Flow control in hydrocarbon production lines has recently emerged as a key factor for successful oil development projects, especially in deep offshore contexts. The term “flow assurance” was coined by Petrobras (garantia de escoamento) in the early 1990s. Exploration and production techniques are used to identify hydrocarbon fields and extract their resources, but it is also necessary to transport them to a storage or processing facility as efficiently and cost-effectively as possible.
The context for deep offshore flow assurance
Companies have developed a variety of definitions for flow assurance (FA), which in basic terms involves maintaining a flow of effluents from oil wells. For us, it means conceptualizing and carrying out the operations, which include injections but not processes, needed to transfer effluents from the reservoir.
With deep-sea developments, FA faced new challenges resulting from unprecedented temperature and pressure conditions. Now more than ever, we must prioritize the economic value of these developments.

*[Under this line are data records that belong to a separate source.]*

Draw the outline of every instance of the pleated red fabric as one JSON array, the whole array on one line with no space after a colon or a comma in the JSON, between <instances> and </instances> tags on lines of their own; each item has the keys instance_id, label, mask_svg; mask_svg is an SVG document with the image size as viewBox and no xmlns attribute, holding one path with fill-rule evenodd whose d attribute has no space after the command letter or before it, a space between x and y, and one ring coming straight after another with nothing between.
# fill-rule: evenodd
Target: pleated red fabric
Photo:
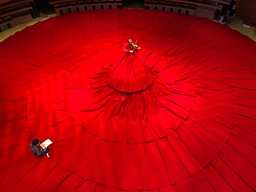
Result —
<instances>
[{"instance_id":1,"label":"pleated red fabric","mask_svg":"<svg viewBox=\"0 0 256 192\"><path fill-rule=\"evenodd\" d=\"M124 53L121 60L108 73L108 85L119 91L136 92L146 89L154 79L154 76L134 52Z\"/></svg>"},{"instance_id":2,"label":"pleated red fabric","mask_svg":"<svg viewBox=\"0 0 256 192\"><path fill-rule=\"evenodd\" d=\"M128 37L143 48L129 58ZM0 190L256 191L255 45L157 10L17 32L0 43ZM32 153L35 138L53 142L51 158Z\"/></svg>"}]
</instances>

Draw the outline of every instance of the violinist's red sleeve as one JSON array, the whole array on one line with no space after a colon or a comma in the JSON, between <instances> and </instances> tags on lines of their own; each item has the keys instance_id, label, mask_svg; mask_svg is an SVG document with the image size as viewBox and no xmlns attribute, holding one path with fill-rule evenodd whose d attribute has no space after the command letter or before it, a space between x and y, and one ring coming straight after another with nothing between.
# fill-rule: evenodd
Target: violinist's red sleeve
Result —
<instances>
[{"instance_id":1,"label":"violinist's red sleeve","mask_svg":"<svg viewBox=\"0 0 256 192\"><path fill-rule=\"evenodd\" d=\"M130 52L131 47L129 45L129 44L128 43L126 43L124 45L124 52L125 53L128 53Z\"/></svg>"}]
</instances>

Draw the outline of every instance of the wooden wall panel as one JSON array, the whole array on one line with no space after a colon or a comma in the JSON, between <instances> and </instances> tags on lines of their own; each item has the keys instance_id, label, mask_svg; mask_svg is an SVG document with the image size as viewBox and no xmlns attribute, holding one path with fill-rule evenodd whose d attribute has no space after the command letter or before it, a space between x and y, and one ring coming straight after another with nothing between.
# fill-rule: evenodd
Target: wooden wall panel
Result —
<instances>
[{"instance_id":1,"label":"wooden wall panel","mask_svg":"<svg viewBox=\"0 0 256 192\"><path fill-rule=\"evenodd\" d=\"M237 4L237 16L252 21L256 22L256 1L239 0Z\"/></svg>"}]
</instances>

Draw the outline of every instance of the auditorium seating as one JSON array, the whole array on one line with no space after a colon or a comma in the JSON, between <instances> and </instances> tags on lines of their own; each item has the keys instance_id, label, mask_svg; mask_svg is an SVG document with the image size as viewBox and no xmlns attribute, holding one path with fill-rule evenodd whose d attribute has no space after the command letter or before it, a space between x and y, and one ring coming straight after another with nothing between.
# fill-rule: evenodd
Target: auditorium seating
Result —
<instances>
[{"instance_id":1,"label":"auditorium seating","mask_svg":"<svg viewBox=\"0 0 256 192\"><path fill-rule=\"evenodd\" d=\"M122 9L122 0L67 0L49 1L57 15L74 11L104 9Z\"/></svg>"},{"instance_id":2,"label":"auditorium seating","mask_svg":"<svg viewBox=\"0 0 256 192\"><path fill-rule=\"evenodd\" d=\"M144 9L195 15L218 20L221 15L226 15L231 1L231 0L144 0Z\"/></svg>"},{"instance_id":3,"label":"auditorium seating","mask_svg":"<svg viewBox=\"0 0 256 192\"><path fill-rule=\"evenodd\" d=\"M0 32L38 17L33 0L0 1Z\"/></svg>"}]
</instances>

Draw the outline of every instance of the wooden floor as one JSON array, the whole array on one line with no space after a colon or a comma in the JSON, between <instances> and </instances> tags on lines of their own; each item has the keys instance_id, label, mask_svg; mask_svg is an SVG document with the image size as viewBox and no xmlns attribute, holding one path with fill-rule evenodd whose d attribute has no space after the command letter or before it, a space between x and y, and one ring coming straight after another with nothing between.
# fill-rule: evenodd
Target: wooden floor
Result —
<instances>
[{"instance_id":1,"label":"wooden floor","mask_svg":"<svg viewBox=\"0 0 256 192\"><path fill-rule=\"evenodd\" d=\"M33 21L19 25L14 27L1 32L0 42L2 41L9 36L14 34L17 31L22 30L28 26L32 25L39 21L42 21L56 15L56 14L52 14L49 15L48 17L47 18L42 19L37 18L37 19L34 20ZM242 19L237 17L232 21L230 24L230 27L233 29L237 30L242 34L247 36L249 38L256 41L256 28L250 27L248 28L243 27L243 25Z\"/></svg>"}]
</instances>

This means inventing new, more streamlined architectures, but with more complex designs and facility operations.
FA covers the following scope:
- evaluating problems linked to the component fluids of production effluents
- designing circulation, export and injection lines, while taking into account hydraulic and thermal conditions to maximize efficiency, safety and security
- evaluating the behavior of these lines over time throughout the lifetime of the field
The FA approach is based on three main points: modelling flows and thermal transfers in production and export lines, addressing gas hydrate formation, and combating the development of wax crystals.
Flow assurance: overcoming formidable challenges
With regard to flow modelling, we know that future developments will be located in more challenging environments involving even greater transport distances, water depths and line diameters. This will require new architectures that take into account a form of effluent processing that is very limited or that takes place under conditions that include unusual pressure or temperature interactions, or even pulsating flows over large distances.
Moreover, many uncertainties must still be studied and addressed by R&D, as the proposed plans have never been tested in deep offshore environments. The consequences of this lack of information are amplified by the challenging access conditions involved in the deployment of intervention methods.
This is the case for directing and validating flow models in lab experiments and studying flow interactions vs. fluid chemistry (e.g. for emulsions, viscous fluids or pulsating systems) and flow vs. structures.
In addition to flow modelling and the two major problems of gas hydrates and wax crystals, FA must also consider flow modelling for wells and conditions that lead to corrosion, erosion and sand deposits, as well as ways to predict and prevent deposits of asphaltenes, calcium naphthenates or various minerals (CaCO3, BaSO4, SrSO4, PbS, ZnS, etc.).
A rigorous methodology
To make up for a lack of data, we have created an exhaustive Corporate Reference System comprising Rules and Guides & Manuals relating to FA. These materials are crucial for several reasons: first because FA is a new discipline with no existing internationally recognized industrial standards; and second because these documents make it possible to incorporate operational feedback and R&D results regarding technology and modelling, which we can then adapt to operational requirements.
Current and future operations
In deep offshore projects, flow obstacles mainly arise from the chemistry of complex fluids. The goal of the FA approach is to anticipate and estimate risks for deposit formation, which is not an easy task.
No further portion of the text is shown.